(Bloomberg) -- A sharp recovery in health-care dealmaking will quicken as large pharmaceutical companies chase new treatments through acquisitions, according to one of Lazard Ltd.’s senior investment bankers covering the sector.

Since the start of August, the value of health-care deals globally has more than doubled year-on-year to $102 billion, according to data compiled by Bloomberg. That’s thanks to multibillion-dollar deals from the likes of French pharmaceutical group Sanofi to U.S.-based Gilead Sciences Inc.

“In the first six months of 2020, health-care companies became more inward looking than usual, said Dale Raine, head of Lazard’s European health-care business. “As the year has progressed, the underlying strategic imperative -- the need to propel growth and drive innovation -- has come back into focus.”

Companies’ renewed desire to access lucrative therapies for cancer and other rare diseases has helped slow the downward trend in mergers and acquisitions in the sector, which, along with others, had seen appetite for dealmaking severely dampened by the Covid-19 pandemic.

The pickup has been driven by transactions including Sanofi’s $3.4 billion purchase of Principia Biopharma Inc. in August, which gave it full control of a company developing treatments for multiple sclerosis and other autoimmune disorders. In the same month, Siemens Healthineers AG agreed a $16.4 takeover of Varian Medical Systems Inc., providing it an entry into cancer treatments.

The deals have continued in September, with Gilead’s $21 billion deal for Immunomedics Inc., the maker of a promising breast-cancer therapy, and genetic sequencing giant Illumina Inc. agreeing to acquire cancer-detection startup Grail Inc. for $8 billion.

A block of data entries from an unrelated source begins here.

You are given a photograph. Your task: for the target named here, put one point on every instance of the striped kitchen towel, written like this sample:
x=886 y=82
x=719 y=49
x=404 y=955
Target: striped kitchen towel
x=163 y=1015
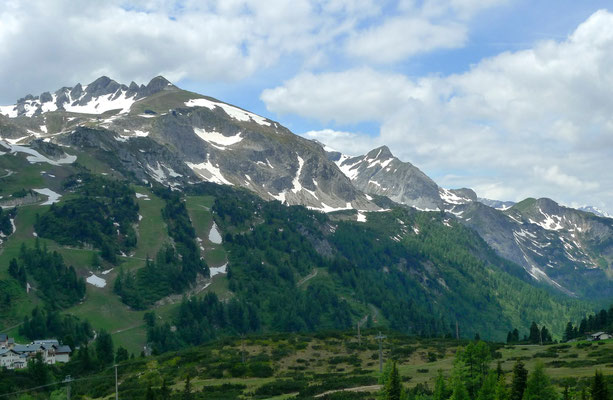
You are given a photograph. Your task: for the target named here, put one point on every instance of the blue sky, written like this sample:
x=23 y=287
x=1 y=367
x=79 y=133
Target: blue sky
x=511 y=98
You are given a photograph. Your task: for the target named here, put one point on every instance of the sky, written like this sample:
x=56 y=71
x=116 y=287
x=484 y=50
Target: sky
x=511 y=98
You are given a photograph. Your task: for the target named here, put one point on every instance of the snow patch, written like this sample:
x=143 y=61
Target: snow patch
x=449 y=197
x=209 y=172
x=35 y=157
x=233 y=112
x=52 y=196
x=214 y=235
x=218 y=270
x=217 y=139
x=296 y=182
x=96 y=281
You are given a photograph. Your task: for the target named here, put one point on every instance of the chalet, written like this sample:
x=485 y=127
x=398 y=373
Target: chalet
x=15 y=356
x=599 y=336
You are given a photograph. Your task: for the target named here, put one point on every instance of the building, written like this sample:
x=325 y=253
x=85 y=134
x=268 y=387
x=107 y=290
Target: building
x=599 y=336
x=16 y=356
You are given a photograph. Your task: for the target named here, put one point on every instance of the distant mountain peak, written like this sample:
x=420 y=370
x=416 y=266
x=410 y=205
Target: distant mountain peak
x=101 y=95
x=380 y=153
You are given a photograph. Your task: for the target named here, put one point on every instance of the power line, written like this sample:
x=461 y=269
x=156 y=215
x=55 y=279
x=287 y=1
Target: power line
x=89 y=378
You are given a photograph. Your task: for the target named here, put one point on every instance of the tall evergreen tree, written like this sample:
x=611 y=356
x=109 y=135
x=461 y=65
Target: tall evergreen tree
x=535 y=334
x=518 y=385
x=502 y=392
x=440 y=388
x=568 y=332
x=164 y=391
x=393 y=387
x=187 y=390
x=459 y=390
x=539 y=386
x=104 y=348
x=488 y=389
x=599 y=387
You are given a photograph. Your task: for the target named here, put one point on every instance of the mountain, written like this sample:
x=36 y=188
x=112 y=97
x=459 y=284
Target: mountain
x=218 y=142
x=596 y=211
x=141 y=196
x=571 y=250
x=498 y=204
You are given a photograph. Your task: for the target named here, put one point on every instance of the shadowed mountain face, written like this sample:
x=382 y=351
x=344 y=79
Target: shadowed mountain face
x=158 y=132
x=569 y=249
x=214 y=141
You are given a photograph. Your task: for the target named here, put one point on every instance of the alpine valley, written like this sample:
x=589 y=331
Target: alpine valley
x=123 y=202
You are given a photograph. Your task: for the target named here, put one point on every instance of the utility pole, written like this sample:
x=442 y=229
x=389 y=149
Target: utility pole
x=541 y=337
x=67 y=381
x=243 y=347
x=380 y=337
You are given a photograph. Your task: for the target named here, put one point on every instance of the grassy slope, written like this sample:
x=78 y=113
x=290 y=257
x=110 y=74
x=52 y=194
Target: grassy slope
x=199 y=208
x=316 y=357
x=101 y=307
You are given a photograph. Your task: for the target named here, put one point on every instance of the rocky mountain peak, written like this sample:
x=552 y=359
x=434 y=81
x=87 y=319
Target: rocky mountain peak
x=380 y=153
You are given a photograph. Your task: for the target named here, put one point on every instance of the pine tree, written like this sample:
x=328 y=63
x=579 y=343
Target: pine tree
x=502 y=392
x=499 y=371
x=535 y=334
x=459 y=390
x=393 y=387
x=149 y=395
x=539 y=386
x=104 y=348
x=440 y=388
x=599 y=387
x=520 y=377
x=164 y=390
x=488 y=389
x=187 y=391
x=568 y=332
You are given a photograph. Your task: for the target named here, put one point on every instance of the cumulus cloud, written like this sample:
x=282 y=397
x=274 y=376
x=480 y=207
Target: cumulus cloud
x=538 y=120
x=420 y=27
x=351 y=143
x=47 y=43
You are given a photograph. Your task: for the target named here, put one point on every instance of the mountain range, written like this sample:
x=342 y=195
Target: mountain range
x=158 y=135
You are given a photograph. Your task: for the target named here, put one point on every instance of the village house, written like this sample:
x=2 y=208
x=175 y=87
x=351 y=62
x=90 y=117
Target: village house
x=599 y=336
x=16 y=356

Raine said health-care companies were also being boosted by access to equity market financing. Since the beginning of March, biotech companies globally have raised $38 billion selling new shares via initial public offerings and follow-on deals, 160% more than the amount for the same period in 2019, Bloomberg data show.

“In previous economic downturns the biotech equity markets have been one of the first to close and last to reopen,” Raine said. “This time is noticeably different. The biotech sector has been truly validated as a source of external innovation for large pharma.”

Lazard is the no.2 adviser globally on announced health-care deals in 2020, according to Bloomberg data. The bank worked with Gilead on the Immunomedics purchase and Aimmune Therapeutics Inc. on its takeover by Nestle SA in August.

Companies acorss a range of sectors, including health-care, are also returning to strategic dealmaking as they look beyond the immediate impact of the pandemic, JPMorgan Chase & Co.’s co-heads of investment banking in Europe, the Middle East and Africa said last week. With the likes of AstraZeneca Plc, Moderna Inc. and Gilead working to develop vaccines and treatments for the Covid-19 virus, Raine said there was “an increasingly positive perception that the health-care sector more broadly can provide solutions to the current crisis.”